NCR Editorial Staff | Feb. 29, 2016

With “Spotlight” awarded the Oscar for best motion picture, the public humiliation for the Catholic church is now as thorough as one might expect in a culture where what is on screen is often the most persuasive element in fashioning public opinion.

In the case of priests sexually abusing children and bishops and others hiding their crimes, the biblical resonance might now finally be felt: the first have been ushered, publicly, to their place in the last seats. The last have been made first — and given a special place (even on stage with Lady Gaga). No longer need victims hide or fear to explain themselves. The mighty, indeed, have fallen from their thrones; the humble have been exalted.

As Barbara Blaine, founder of Survivors Network of those Abused by Priests, said on Oscar night: “Exposing hundreds of thousands of people across the planet to a compelling, reality-based film about this crisis — people who might otherwise not pick up a book, go hear a speech or search the Internet for information about abuse — is, in itself, an incredible achievement and a real, life-changing ‘win’ for countless children.”

The movie powerfully illustrates what the church utterly failed to realize about itself: that the act of abuse, horrible as it is in any circumstance, was magnified in its unspeakable specifics because an all-male, celibate culture was so protective of its own status and privilege, so closed in on itself, that it was deaf to the searing pleas of children, parents, congregations and the few souls within its ranks who dared to speak the truth.

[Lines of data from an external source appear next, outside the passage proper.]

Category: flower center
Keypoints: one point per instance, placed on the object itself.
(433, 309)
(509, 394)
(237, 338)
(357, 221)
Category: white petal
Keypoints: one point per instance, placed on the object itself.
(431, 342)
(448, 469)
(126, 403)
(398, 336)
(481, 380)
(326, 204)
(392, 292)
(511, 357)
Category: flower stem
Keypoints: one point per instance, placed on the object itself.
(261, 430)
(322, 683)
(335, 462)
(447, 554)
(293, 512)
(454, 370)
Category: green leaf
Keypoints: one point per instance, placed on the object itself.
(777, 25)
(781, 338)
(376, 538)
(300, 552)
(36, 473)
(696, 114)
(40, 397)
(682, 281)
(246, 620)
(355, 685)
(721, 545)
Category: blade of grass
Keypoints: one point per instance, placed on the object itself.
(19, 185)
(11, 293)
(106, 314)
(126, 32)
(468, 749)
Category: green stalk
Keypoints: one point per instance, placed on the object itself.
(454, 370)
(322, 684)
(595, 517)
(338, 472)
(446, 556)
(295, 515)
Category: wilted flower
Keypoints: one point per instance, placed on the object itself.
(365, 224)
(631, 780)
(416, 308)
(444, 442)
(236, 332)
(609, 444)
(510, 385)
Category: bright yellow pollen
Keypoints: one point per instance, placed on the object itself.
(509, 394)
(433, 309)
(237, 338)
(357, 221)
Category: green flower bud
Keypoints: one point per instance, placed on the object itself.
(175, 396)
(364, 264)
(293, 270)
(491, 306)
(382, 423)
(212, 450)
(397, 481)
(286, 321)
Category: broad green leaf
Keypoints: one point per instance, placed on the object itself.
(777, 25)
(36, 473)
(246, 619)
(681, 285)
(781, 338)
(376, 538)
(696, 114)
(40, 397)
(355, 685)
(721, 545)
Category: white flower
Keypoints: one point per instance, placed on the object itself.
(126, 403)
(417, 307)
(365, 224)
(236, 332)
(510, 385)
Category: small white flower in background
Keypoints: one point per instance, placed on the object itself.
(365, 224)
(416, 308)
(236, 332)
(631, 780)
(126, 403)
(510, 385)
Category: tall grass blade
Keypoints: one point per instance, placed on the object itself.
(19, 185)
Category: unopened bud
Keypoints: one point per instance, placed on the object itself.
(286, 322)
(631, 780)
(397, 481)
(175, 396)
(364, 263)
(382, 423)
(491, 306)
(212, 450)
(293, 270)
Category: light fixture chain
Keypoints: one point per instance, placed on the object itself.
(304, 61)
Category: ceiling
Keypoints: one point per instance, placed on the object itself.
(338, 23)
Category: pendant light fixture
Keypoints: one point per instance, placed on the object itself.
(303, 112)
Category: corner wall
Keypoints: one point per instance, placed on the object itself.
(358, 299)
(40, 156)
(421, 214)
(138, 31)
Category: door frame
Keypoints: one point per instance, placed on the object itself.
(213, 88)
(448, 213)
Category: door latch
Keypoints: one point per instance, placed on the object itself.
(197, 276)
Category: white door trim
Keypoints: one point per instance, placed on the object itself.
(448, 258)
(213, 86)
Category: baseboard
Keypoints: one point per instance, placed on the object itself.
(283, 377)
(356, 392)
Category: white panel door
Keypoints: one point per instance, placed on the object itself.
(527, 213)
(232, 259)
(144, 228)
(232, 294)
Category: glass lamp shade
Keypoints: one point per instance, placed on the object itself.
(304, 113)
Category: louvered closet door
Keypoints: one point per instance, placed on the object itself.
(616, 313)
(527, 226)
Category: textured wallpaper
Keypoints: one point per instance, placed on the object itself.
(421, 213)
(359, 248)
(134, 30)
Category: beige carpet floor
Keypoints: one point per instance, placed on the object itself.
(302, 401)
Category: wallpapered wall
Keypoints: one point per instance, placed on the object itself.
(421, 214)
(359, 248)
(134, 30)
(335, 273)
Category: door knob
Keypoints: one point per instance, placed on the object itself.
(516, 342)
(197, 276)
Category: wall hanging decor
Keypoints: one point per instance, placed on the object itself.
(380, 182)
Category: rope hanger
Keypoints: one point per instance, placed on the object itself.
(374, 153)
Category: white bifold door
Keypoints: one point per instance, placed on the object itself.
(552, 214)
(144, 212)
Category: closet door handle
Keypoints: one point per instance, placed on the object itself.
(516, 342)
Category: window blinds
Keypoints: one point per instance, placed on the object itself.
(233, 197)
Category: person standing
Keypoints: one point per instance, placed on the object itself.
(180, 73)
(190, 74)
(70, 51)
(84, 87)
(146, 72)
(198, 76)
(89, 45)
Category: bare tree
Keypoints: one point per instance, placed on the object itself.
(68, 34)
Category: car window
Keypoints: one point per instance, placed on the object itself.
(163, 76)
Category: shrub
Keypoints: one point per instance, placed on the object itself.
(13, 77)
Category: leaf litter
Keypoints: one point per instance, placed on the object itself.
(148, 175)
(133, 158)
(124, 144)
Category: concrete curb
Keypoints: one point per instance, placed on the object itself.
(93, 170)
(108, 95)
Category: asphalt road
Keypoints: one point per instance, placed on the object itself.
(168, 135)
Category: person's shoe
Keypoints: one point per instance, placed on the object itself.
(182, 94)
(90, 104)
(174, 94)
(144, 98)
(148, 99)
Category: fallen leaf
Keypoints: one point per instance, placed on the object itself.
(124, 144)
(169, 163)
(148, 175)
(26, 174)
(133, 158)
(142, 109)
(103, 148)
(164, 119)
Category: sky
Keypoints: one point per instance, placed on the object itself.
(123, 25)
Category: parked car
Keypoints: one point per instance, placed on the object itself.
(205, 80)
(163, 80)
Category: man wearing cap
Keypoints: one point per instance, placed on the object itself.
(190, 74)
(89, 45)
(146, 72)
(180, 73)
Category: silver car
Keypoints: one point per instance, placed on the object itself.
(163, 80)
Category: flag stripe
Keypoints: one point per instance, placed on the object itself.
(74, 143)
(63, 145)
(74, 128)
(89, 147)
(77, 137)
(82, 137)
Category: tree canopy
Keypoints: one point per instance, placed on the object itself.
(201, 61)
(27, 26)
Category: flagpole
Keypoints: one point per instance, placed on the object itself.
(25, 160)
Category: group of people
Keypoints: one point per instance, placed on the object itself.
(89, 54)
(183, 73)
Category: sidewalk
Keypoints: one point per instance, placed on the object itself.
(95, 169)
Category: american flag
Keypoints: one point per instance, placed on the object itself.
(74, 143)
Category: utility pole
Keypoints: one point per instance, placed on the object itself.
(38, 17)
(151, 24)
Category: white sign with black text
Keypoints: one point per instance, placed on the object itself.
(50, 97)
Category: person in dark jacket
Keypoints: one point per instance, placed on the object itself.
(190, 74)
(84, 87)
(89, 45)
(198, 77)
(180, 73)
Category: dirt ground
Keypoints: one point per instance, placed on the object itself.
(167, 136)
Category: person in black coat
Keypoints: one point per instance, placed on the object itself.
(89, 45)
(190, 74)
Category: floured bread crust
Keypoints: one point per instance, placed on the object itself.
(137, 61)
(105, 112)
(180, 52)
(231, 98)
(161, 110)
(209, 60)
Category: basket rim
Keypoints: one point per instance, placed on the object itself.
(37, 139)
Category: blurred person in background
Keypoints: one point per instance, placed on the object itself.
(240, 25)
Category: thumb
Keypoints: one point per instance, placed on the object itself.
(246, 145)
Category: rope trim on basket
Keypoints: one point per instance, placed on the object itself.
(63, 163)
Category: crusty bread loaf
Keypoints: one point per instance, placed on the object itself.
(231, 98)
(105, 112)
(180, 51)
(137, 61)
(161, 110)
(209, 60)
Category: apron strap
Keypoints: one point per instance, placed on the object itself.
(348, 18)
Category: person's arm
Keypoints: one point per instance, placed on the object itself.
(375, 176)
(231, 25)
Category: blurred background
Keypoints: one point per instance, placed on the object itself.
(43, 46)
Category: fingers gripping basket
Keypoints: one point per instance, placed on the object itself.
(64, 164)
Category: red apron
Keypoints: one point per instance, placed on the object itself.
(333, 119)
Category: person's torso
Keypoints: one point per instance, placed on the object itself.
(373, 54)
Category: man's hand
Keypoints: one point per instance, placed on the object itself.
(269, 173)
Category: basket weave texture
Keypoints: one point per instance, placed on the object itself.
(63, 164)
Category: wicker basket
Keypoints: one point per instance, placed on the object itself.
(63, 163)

In the end it was, indeed, about a “system,” one presumed to be about the pursuit of holiness, that turned out to be despicably corrupt. It took outsiders — journalists, particularly — to question the institution’s rationale and turn it on its head. It took as well those who removed themselves from the worst of the clerical culture, notably Dominican Fr. Thomas Doyle, who understood he was dooming his clerical career when he decided not to turn away from victims, and former Benedictine priest Richard Sipe, a psychotherapist who deeply studied the priesthood and understood the dynamics of the scandal.